Im not assuming the node can hold the entire data set in cassandra in memory, if thats what you meant. I was thinking of sharing the state of the row cache, but only those keys that are being moved for the token. the other keys can stay hidden to the node.
If you know in your application when you would like data to be in the cache, you can send a query like get_range_slices to the cluster and ask for 0 columns. That will warm the row cache for the keys it hits.
This is a tuff one as our row cache is over 20 million and takes a while to get a large hit ratio. so while we try to preload it is taking requests. If it were possible to bring up a node that doesnt announce its availability to the cluster that would help us manually warm the cache. I know this feature is in the issue tracker currently, but didnt look like it would come out anytime before 0.8.

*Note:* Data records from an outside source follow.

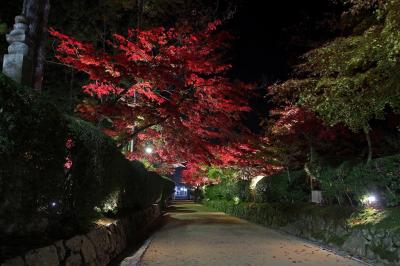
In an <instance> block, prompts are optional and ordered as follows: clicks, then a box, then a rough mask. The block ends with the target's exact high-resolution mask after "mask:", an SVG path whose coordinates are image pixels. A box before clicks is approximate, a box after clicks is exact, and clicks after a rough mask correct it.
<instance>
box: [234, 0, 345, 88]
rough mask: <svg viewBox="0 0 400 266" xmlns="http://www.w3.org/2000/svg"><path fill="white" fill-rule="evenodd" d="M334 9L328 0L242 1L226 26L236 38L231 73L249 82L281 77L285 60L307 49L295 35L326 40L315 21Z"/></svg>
mask: <svg viewBox="0 0 400 266" xmlns="http://www.w3.org/2000/svg"><path fill="white" fill-rule="evenodd" d="M334 11H335V7H334V6H333V5H332V3H331V1H330V0H301V1H299V0H296V1H294V0H279V1H243V4H242V6H241V7H240V8H239V10H238V13H237V15H236V16H235V18H234V19H233V20H232V21H231V22H230V26H229V27H231V28H232V29H233V32H234V34H235V35H236V36H237V37H239V40H238V41H237V43H236V44H235V46H234V47H235V49H234V53H235V55H234V58H235V60H234V65H235V67H236V68H235V71H234V76H238V77H240V78H241V79H244V80H247V81H251V82H253V81H258V80H259V79H260V78H261V77H262V76H265V77H266V78H267V79H268V80H269V81H270V82H275V81H276V79H282V78H285V77H286V76H287V74H288V73H289V71H290V67H289V65H288V60H291V61H292V60H293V59H294V58H297V57H299V56H300V55H301V54H302V53H304V52H305V51H306V50H307V49H308V48H309V47H307V43H304V42H303V43H301V42H300V41H301V39H299V38H305V40H306V41H307V42H308V41H309V40H316V41H323V40H326V39H329V37H330V36H329V33H328V32H327V31H326V29H324V28H323V26H320V25H319V24H318V22H321V21H322V20H323V18H325V17H326V16H327V14H326V13H332V12H334ZM336 11H338V10H336ZM337 13H339V12H337ZM293 38H297V39H298V40H299V41H293V40H292V41H291V39H293ZM303 41H304V40H303Z"/></svg>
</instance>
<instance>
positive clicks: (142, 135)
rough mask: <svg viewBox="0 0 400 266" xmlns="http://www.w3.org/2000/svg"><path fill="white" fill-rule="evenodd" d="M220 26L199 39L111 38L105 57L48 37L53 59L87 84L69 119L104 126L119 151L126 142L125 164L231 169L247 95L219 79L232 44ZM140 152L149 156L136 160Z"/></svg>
mask: <svg viewBox="0 0 400 266" xmlns="http://www.w3.org/2000/svg"><path fill="white" fill-rule="evenodd" d="M219 24H220V22H219V21H216V22H213V23H210V24H209V25H208V27H207V28H205V29H204V30H201V31H195V30H194V29H193V28H191V27H189V26H185V27H181V28H170V29H165V28H154V29H149V30H143V31H141V30H133V29H132V30H129V31H128V34H127V36H122V35H119V34H115V35H114V39H113V40H112V41H109V42H108V44H109V45H110V47H111V48H112V49H110V52H109V53H106V52H104V51H101V50H97V49H95V47H94V46H93V45H92V44H88V43H82V42H80V41H78V40H76V39H74V38H72V37H70V36H67V35H64V34H61V33H59V32H57V31H56V30H54V29H52V30H50V34H51V35H52V36H54V37H56V38H57V39H58V40H59V42H58V46H57V51H58V55H57V58H58V59H59V60H60V61H61V62H63V63H64V64H68V65H70V66H72V67H73V68H75V69H77V70H79V71H82V72H85V73H87V74H88V77H89V79H90V83H89V84H87V85H85V86H83V90H84V92H85V93H86V94H88V95H89V96H91V98H90V100H86V101H83V102H82V103H81V104H79V105H78V106H77V108H76V111H77V112H78V113H80V115H81V116H82V117H84V118H85V119H86V120H89V121H92V122H94V123H96V124H97V125H103V124H106V126H103V130H104V132H106V133H107V134H108V135H110V136H112V137H113V138H114V139H116V140H117V142H118V143H119V144H120V145H126V144H127V143H128V142H129V141H133V142H134V145H132V146H133V149H130V151H129V152H128V153H127V157H128V158H130V159H139V158H143V157H145V156H147V159H148V160H149V161H151V162H153V163H155V164H156V165H158V169H159V170H160V171H166V170H167V168H169V167H170V166H172V164H174V163H182V162H189V163H190V165H192V166H193V165H195V164H211V163H213V164H226V163H228V162H231V163H234V162H235V160H236V159H235V158H236V157H238V155H240V153H244V152H247V151H248V150H246V148H244V146H243V145H242V139H243V137H245V134H248V133H249V132H248V131H247V130H246V129H245V128H244V127H243V126H241V124H242V123H241V119H242V118H241V115H242V113H243V112H247V111H249V110H250V107H249V105H248V102H247V98H248V96H249V94H250V92H251V89H250V87H249V86H248V85H246V84H243V83H242V82H239V81H235V82H234V81H232V80H230V79H229V78H228V77H227V75H226V74H227V72H228V71H229V69H230V68H231V65H229V64H226V63H223V61H224V58H223V53H222V52H223V51H224V50H225V49H227V48H228V45H227V43H229V40H231V38H232V37H231V36H230V35H229V34H227V33H226V32H224V31H220V30H218V29H217V28H218V25H219ZM103 122H106V123H103ZM146 146H151V147H152V149H153V152H152V153H151V154H148V155H145V153H144V152H143V149H144V148H145V147H146ZM226 147H230V148H226ZM233 147H236V148H233ZM236 163H237V161H236ZM192 169H193V168H192ZM193 176H195V175H194V174H193Z"/></svg>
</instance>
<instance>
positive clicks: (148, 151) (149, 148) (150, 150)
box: [144, 147, 153, 154]
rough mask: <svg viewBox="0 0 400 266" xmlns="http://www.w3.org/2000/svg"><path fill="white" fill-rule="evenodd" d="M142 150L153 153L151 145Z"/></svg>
mask: <svg viewBox="0 0 400 266" xmlns="http://www.w3.org/2000/svg"><path fill="white" fill-rule="evenodd" d="M144 152H145V153H147V154H152V153H153V148H152V147H146V148H145V149H144Z"/></svg>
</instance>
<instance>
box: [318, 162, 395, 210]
mask: <svg viewBox="0 0 400 266" xmlns="http://www.w3.org/2000/svg"><path fill="white" fill-rule="evenodd" d="M312 172H313V175H315V177H316V178H317V179H318V181H319V182H320V183H321V186H322V190H323V197H324V199H325V200H326V201H327V202H329V203H339V204H350V205H354V206H355V205H359V204H361V201H362V200H363V198H364V197H365V196H366V195H370V194H376V195H377V196H379V201H380V204H382V205H386V206H398V205H399V204H400V155H394V156H387V157H382V158H378V159H374V160H372V161H371V162H370V163H368V164H366V163H360V162H359V161H345V162H343V163H342V164H340V165H339V166H332V165H328V164H321V163H319V164H318V163H316V164H315V165H314V166H313V167H312Z"/></svg>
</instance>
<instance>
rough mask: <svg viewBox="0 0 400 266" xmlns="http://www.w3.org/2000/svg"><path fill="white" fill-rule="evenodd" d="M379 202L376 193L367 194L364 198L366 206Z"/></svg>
mask: <svg viewBox="0 0 400 266" xmlns="http://www.w3.org/2000/svg"><path fill="white" fill-rule="evenodd" d="M377 202H378V198H377V197H376V196H375V195H366V196H365V197H364V198H363V200H362V203H363V204H364V205H366V206H369V205H375V204H376V203H377Z"/></svg>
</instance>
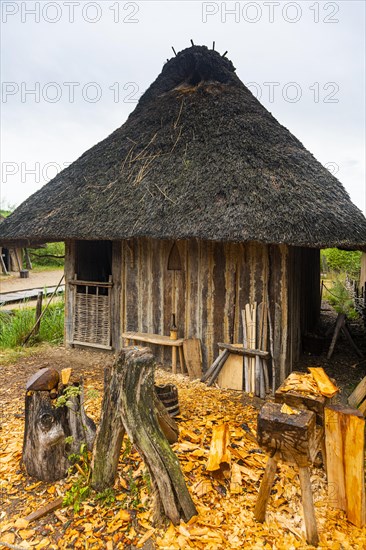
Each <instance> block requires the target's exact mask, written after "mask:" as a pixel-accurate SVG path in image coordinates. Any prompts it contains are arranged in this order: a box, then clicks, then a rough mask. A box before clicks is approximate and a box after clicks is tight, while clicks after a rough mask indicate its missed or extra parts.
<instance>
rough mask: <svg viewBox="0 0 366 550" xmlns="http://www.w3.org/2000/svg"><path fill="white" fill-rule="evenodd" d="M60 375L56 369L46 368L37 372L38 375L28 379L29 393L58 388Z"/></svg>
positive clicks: (30, 377) (28, 388) (47, 390)
mask: <svg viewBox="0 0 366 550" xmlns="http://www.w3.org/2000/svg"><path fill="white" fill-rule="evenodd" d="M59 380H60V375H59V373H58V372H57V370H56V369H49V368H48V367H45V368H43V369H39V370H37V372H36V373H34V374H32V376H31V377H30V378H29V379H28V381H27V384H26V390H27V391H48V390H53V389H54V388H57V386H58V383H59Z"/></svg>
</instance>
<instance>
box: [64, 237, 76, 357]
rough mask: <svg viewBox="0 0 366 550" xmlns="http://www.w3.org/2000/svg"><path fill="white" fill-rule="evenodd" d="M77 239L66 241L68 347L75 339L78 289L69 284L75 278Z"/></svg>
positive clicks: (65, 247) (65, 282)
mask: <svg viewBox="0 0 366 550" xmlns="http://www.w3.org/2000/svg"><path fill="white" fill-rule="evenodd" d="M75 249H76V245H75V241H74V240H68V241H66V242H65V268H64V273H65V327H64V340H65V345H66V347H72V344H70V342H72V340H73V317H74V310H73V303H74V299H73V293H74V292H75V291H76V290H75V288H73V286H72V285H69V284H68V283H69V281H71V280H73V279H74V276H75Z"/></svg>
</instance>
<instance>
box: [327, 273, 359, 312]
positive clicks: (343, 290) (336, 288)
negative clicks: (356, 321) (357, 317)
mask: <svg viewBox="0 0 366 550" xmlns="http://www.w3.org/2000/svg"><path fill="white" fill-rule="evenodd" d="M345 281H346V276H345V275H342V274H340V275H335V276H334V279H333V283H332V287H331V288H330V289H329V291H328V292H326V295H325V297H326V298H327V300H328V302H329V303H330V304H331V305H332V306H333V307H334V309H335V310H336V312H337V313H344V314H345V315H346V316H347V317H348V318H349V319H355V318H357V317H358V314H357V311H356V310H355V309H354V303H353V299H352V296H351V293H350V291H349V289H348V288H347V286H346V283H345Z"/></svg>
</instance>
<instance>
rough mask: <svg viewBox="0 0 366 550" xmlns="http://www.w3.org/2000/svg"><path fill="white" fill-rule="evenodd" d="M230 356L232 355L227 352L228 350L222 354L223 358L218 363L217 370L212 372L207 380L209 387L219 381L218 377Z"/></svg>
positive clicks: (219, 356)
mask: <svg viewBox="0 0 366 550" xmlns="http://www.w3.org/2000/svg"><path fill="white" fill-rule="evenodd" d="M229 355H230V352H229V350H226V349H225V350H224V351H223V353H221V356H219V357H221V360H220V361H219V362H218V363H217V365H216V367H215V369H214V370H213V371H212V374H211V376H210V378H209V379H208V380H207V385H208V386H212V384H213V383H214V382H215V380H216V379H217V377H218V375H219V374H220V372H221V369H222V368H223V366H224V365H225V363H226V361H227V359H228V358H229Z"/></svg>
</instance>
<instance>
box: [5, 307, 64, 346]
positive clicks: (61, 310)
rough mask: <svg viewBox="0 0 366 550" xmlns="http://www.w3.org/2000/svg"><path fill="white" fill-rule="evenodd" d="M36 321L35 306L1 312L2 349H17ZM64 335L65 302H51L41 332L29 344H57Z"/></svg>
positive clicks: (29, 342) (20, 345) (21, 343)
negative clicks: (31, 307)
mask: <svg viewBox="0 0 366 550" xmlns="http://www.w3.org/2000/svg"><path fill="white" fill-rule="evenodd" d="M34 323H35V308H27V307H26V308H23V309H19V310H15V311H14V312H12V313H6V312H4V311H2V312H0V349H13V350H16V349H17V348H19V347H20V346H22V345H23V343H24V340H25V338H26V337H27V336H28V334H29V333H30V331H31V330H32V328H33V326H34ZM63 336H64V302H63V300H62V301H61V302H58V303H55V304H51V305H50V306H49V307H48V309H47V311H46V313H45V314H44V316H43V317H42V320H41V326H40V330H39V334H38V335H36V336H32V337H31V338H30V339H29V341H28V344H27V345H35V344H39V343H41V342H48V343H49V344H53V345H57V344H60V343H62V341H63Z"/></svg>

I have heard it mentioned that the coordinator node will take action to when one node is considered to be running slow. So it may be able to work around the new node until it gets warmed up.
That is interesting i haven't heard that one. I think with the parallel reads that are happening it makes sense that it would be possible. That is unless the data is local. I believe in that case it always prefers to read local vs over the network, so if the local machine is the slow node that wouldnt help.
Are you adding nodes often?
Currently not that often. The main issue is we have very stringent latency requirements and anything that would affect those we have to understand the worst case cost to see if we can avoid them.
On 7 Aug 2010, at 11:17, Artie Copeland wrote:
the way i understand how row caches work is that each node has an independent cache, in that they do not push there cache contents with other nodes. if that the case is it also true that when a new node is added to the cluster it has to build up its own cache. if thats the case i see that as a possible performance bottle neck once the node starts to accept requests. since there is no way i know of to warm the cache without adding the node to the cluster. would it be infeasible to have part of the bootstrap process not only stream data from nodes but also cached rows that are associated with those same keys? that would allow the new nodes to be able to provide the best performance once the bootstrap process finishes.